From 01cd5a6670e3368e51f830bceba110c8ee828f0a Mon Sep 17 00:00:00 2001
From: Georgi Gerganov <ggerganov@gmail.com>
Date: Thu, 4 Jul 2024 13:45:36 +0300
Subject: [PATCH] llama : minor

---
 examples/main/main.cpp |  1 +
 src/llama.cpp          | 15 ++++++++++-----
 2 files changed, 11 insertions(+), 5 deletions(-)

diff --git a/examples/main/main.cpp b/examples/main/main.cpp
index 6e5fe769d..22bb37889 100644
--- a/examples/main/main.cpp
+++ b/examples/main/main.cpp
@@ -532,6 +532,7 @@ int main(int argc, char ** argv) {
         if (decoder_start_token_id == -1) {
             decoder_start_token_id = llama_token_bos(model);
         }
+
         embd_inp.clear();
         embd_inp.push_back(decoder_start_token_id);
     }
diff --git a/src/llama.cpp b/src/llama.cpp
index d1fa683aa..c3edf70bc 100644
--- a/src/llama.cpp
+++ b/src/llama.cpp
@@ -2120,7 +2120,6 @@ struct llama_hparams {
     uint32_t n_expert_used = 0;
     uint32_t n_vocab_type = 0; // for BERT-style token types
     uint32_t n_rel_attn_bkts = 0;
-    int32_t  dec_start_token_id = -1;
 
     uint32_t n_layer_dense_lead = 0;
     uint32_t n_lora_q = 0;
@@ -2156,6 +2155,10 @@ struct llama_hparams {
     bool use_alibi     = false;
     bool attn_soft_cap = false;
 
+    // needed by encoder-decoder models (e.g.

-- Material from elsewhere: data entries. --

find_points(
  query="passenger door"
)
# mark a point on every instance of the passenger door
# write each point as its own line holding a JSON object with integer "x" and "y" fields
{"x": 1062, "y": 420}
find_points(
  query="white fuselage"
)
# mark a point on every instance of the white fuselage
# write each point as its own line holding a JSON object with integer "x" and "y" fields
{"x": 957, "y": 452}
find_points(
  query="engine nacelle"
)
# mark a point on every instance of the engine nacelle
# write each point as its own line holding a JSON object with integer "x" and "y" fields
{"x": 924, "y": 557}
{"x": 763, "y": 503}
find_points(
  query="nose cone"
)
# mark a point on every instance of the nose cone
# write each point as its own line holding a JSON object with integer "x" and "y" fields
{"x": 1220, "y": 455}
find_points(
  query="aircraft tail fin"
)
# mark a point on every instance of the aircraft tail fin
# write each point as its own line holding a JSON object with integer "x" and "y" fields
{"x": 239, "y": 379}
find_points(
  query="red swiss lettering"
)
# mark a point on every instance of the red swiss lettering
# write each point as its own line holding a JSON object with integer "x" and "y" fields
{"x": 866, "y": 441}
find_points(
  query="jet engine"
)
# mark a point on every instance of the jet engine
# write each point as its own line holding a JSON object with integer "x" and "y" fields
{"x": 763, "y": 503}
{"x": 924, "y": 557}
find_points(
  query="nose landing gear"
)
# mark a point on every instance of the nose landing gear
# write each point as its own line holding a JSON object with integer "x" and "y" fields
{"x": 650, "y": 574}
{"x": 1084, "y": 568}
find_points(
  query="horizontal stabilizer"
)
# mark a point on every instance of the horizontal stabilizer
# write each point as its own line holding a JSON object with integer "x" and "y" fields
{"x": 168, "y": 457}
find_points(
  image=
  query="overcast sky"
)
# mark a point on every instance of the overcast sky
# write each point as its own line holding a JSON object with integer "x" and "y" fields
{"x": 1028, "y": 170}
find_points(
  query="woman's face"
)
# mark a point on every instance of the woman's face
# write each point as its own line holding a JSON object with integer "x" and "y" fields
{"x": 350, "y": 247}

T5, FLAN-T5)
+    // ref: https://github.com/ggerganov/llama.cpp/pull/8141
+    llama_token dec_start_token_id = -1;
+
     enum llama_pooling_type      pooling_type            = LLAMA_POOLING_TYPE_NONE;
     enum llama_rope_type         rope_type               = LLAMA_ROPE_TYPE_NONE;
     enum llama_rope_scaling_type rope_scaling_type_train = LLAMA_ROPE_SCALING_TYPE_NONE;
@@ -2177,7 +2180,6 @@ struct llama_hparams {
         if (this->n_expert_used != other.n_expert_used) return true;
 
         if (this->n_rel_attn_bkts    != other.n_rel_attn_bkts)    return true;
-        if (this->dec_start_token_id != other.dec_start_token_id) return true;
         if (this->n_layer_dense_lead != other.n_layer_dense_lead) return true;
         if (this->n_lora_q           != other.n_lora_q)           return true;
         if (this->n_lora_kv          != other.n_lora_kv)          return true;
@@ -2193,6 +2195,8 @@ struct llama_hparams {
         if (this->ssm_d_state != other.ssm_d_state) return true;
         if (this->ssm_dt_rank != other.ssm_dt_rank) return true;
 
+        if (this->dec_start_token_id != other.dec_start_token_id) return true;
+
         const float EPSILON = 1e-9f;
 
         if (!is_float_close(this->f_norm_eps,            other.f_norm_eps,            EPSILON)) return true;
@@ -4970,9 +4974,10 @@ static void llm_load_hparams(
             {
                 ml.get_key(LLM_KV_ATTENTION_LAYERNORM_RMS_EPS, hparams.f_norm_rms_eps);
                 ml.get_key(LLM_KV_ATTENTION_RELATIVE_BUCKETS_COUNT, hparams.n_rel_attn_bkts);
-                uint32_t decoder_start_token_id;
-                if (ml.get_key(LLM_KV_DECODER_START_TOKEN_ID, decoder_start_token_id, false)) {
-                    hparams.dec_start_token_id = decoder_start_token_id;
+
+                uint32_t dec_start_token_id;
+                if (ml.get_key(LLM_KV_DECODER_START_TOKEN_ID, dec_start_token_id, false)) {
+                    hparams.dec_start_token_id = dec_start_token_id;
                 }
 
                 switch (hparams.n_layer) {